Calgarian Eleanor Lowden Pidgeon was one of the group who created and attended the one-month artist residency back in the fall of 2012. She, along with Barb Shore, Bella Totino and Verne Busby, lived in an old stone cottage and set out on daily excursions to find any good vantage point in which to paint some compelling Irish plein air landscapes.
That is not hard at all, they all confirm.
“Everywhere you look, there is so much to see,” Totino remarked. “You can drive five minutes and it’s something else. Any direction … and you’ve got a scene.”
“It’s a very easy place to landscape paint,” Busby added. “You just keep turning.”
The island is just over half the size of Manhattan yet is inhabited by barely 200 people and 500 sheep. Those populations, however, are not the main draw.
Bere Island is just off the southwest coast of the mainland.
The region is steeped in history with standing stones, wedge tombs, centuries old forts and Martello Towers dotting the countryside. The land itself is comprised of rugged rolling hills and scratchy crags with sloping tails that lend themselves as perfect counterpoints to the gentle green hills and vales.
The images are certainly enough to make anyone long to visit the emerald isles. There is a lot of green, as one might expect in these mostly abstract impressionist works, with many jagged dark strokes for profound effect. As soft white sheep graze on the grass, it’s almost easy to ignore the obvious danger that they are standing at the edge of a cliff, a precipice leading many feet below to a rocky shore. The precarious beauty and beauty of life, all in one image.
Busby said the dramatic shapes were perfect for his purposes.
“As a landscape painter, you want to go someplace that’s different than what you’re used to, or somewhere unexpected,” he said.
The group experienced some grey skies, as many people might expect, but also enjoyed many fine, sunny days. Busby said that 26 days out of September were sunny, much better weather than they could have dreamed of. Of course, the weather changes quickly when you’re sitting on a rock in the ocean.
Busby and Shore both produced more than seven dozen pieces during their stay. To accommodate transportation of so many works back over the ocean and almost a full continent, Shore decided to use Yupo, a long synthetic plastic-like film that held the paint so that it could simply be rolled up like wrapping paper and carted off in a cardboard tube for protection.
Totino did the other sensible thing. She was only able to join the group near the end of the residency so her timeline was much shorter than the others.

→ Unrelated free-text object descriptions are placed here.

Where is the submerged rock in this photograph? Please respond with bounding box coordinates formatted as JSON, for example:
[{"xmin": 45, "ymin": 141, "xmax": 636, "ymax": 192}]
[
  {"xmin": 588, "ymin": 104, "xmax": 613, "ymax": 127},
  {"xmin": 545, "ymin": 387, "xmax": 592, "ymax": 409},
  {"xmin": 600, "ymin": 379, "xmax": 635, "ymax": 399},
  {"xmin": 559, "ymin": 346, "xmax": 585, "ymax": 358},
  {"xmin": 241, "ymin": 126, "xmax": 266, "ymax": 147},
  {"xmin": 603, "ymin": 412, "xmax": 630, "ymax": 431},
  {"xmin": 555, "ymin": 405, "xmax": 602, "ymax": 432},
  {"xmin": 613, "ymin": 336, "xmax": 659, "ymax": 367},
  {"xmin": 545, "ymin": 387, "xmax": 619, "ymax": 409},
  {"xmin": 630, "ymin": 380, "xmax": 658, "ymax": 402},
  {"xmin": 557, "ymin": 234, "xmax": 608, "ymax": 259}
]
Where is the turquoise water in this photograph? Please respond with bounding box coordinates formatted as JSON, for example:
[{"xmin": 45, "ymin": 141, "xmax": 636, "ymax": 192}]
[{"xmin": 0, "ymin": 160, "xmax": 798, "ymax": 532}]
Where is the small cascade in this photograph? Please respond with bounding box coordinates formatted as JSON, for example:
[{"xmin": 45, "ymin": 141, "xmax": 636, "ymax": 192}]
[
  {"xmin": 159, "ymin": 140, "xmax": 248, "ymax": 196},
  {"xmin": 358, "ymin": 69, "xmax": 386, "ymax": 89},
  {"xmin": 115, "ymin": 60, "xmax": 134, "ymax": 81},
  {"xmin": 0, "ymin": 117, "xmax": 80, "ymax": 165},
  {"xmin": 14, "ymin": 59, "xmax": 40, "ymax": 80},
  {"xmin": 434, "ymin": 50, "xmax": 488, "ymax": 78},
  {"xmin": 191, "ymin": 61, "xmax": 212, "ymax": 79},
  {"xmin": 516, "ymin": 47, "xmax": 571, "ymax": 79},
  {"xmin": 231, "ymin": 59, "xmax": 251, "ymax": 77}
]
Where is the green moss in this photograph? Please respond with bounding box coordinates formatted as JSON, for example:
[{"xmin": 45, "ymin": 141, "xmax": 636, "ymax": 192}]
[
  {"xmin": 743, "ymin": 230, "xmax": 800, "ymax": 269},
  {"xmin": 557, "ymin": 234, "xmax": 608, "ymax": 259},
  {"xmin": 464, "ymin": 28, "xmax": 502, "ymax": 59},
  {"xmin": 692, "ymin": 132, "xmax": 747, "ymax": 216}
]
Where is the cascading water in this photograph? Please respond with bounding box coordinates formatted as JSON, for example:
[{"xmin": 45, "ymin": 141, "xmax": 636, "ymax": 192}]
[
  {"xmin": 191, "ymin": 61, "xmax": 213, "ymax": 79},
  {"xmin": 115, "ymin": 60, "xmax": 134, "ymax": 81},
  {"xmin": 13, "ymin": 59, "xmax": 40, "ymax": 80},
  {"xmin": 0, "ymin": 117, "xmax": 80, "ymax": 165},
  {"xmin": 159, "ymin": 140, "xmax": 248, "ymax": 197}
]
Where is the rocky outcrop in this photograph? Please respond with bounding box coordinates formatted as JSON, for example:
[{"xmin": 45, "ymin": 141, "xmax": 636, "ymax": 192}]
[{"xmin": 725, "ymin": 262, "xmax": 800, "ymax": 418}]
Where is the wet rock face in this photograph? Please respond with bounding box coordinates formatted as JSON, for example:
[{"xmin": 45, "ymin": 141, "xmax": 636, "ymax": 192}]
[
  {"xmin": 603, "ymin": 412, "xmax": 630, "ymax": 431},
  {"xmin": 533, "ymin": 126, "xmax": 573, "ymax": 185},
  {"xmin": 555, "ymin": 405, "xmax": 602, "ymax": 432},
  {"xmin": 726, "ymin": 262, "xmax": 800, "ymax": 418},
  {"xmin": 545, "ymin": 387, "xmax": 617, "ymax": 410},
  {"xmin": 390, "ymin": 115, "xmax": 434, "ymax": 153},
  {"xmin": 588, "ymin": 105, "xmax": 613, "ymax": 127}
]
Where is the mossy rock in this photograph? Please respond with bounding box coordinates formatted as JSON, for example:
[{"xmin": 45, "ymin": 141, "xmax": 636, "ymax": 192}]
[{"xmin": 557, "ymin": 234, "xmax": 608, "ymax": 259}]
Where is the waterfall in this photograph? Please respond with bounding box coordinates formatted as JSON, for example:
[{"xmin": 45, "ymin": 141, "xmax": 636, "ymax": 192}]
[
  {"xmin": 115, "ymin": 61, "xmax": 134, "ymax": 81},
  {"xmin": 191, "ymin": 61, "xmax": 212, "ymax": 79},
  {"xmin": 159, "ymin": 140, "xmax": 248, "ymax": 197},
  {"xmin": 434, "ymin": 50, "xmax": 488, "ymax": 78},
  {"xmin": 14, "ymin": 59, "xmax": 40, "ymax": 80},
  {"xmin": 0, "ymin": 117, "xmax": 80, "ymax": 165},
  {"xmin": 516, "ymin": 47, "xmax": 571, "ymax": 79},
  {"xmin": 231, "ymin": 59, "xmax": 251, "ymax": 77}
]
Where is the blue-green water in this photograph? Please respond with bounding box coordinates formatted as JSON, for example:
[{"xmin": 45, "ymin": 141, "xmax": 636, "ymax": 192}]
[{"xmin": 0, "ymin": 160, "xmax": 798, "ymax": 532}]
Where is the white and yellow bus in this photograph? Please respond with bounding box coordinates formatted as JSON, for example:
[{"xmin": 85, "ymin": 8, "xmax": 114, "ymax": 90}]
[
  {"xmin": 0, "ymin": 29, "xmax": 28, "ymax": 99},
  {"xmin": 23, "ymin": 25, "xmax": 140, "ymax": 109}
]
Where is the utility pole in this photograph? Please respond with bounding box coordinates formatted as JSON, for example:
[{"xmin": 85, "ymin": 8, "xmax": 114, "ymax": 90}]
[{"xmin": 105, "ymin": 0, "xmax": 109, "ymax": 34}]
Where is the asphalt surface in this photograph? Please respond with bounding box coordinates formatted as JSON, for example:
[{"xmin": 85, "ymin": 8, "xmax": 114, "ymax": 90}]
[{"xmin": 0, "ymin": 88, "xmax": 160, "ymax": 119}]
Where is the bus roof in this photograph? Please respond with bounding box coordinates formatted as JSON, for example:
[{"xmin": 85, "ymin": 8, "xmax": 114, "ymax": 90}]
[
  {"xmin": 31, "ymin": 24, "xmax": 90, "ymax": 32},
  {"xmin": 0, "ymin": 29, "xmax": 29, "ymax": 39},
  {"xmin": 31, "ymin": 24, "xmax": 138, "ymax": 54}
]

She focused on taking photos and setting up her easel back at home but she did some wood panels and Yupo works while she was there.
“To take canvases was impossible!” she exclaimed.
Still, it was well worth the effort and not just because of the extraordinary output. Shore said it was a major boon to her creativity.
“I’ve never sat and painted for a month and just immersed myself completely in it,” she confessed. “It was a thrill to be able to do that. I probably could have stayed a couple of weeks longer.”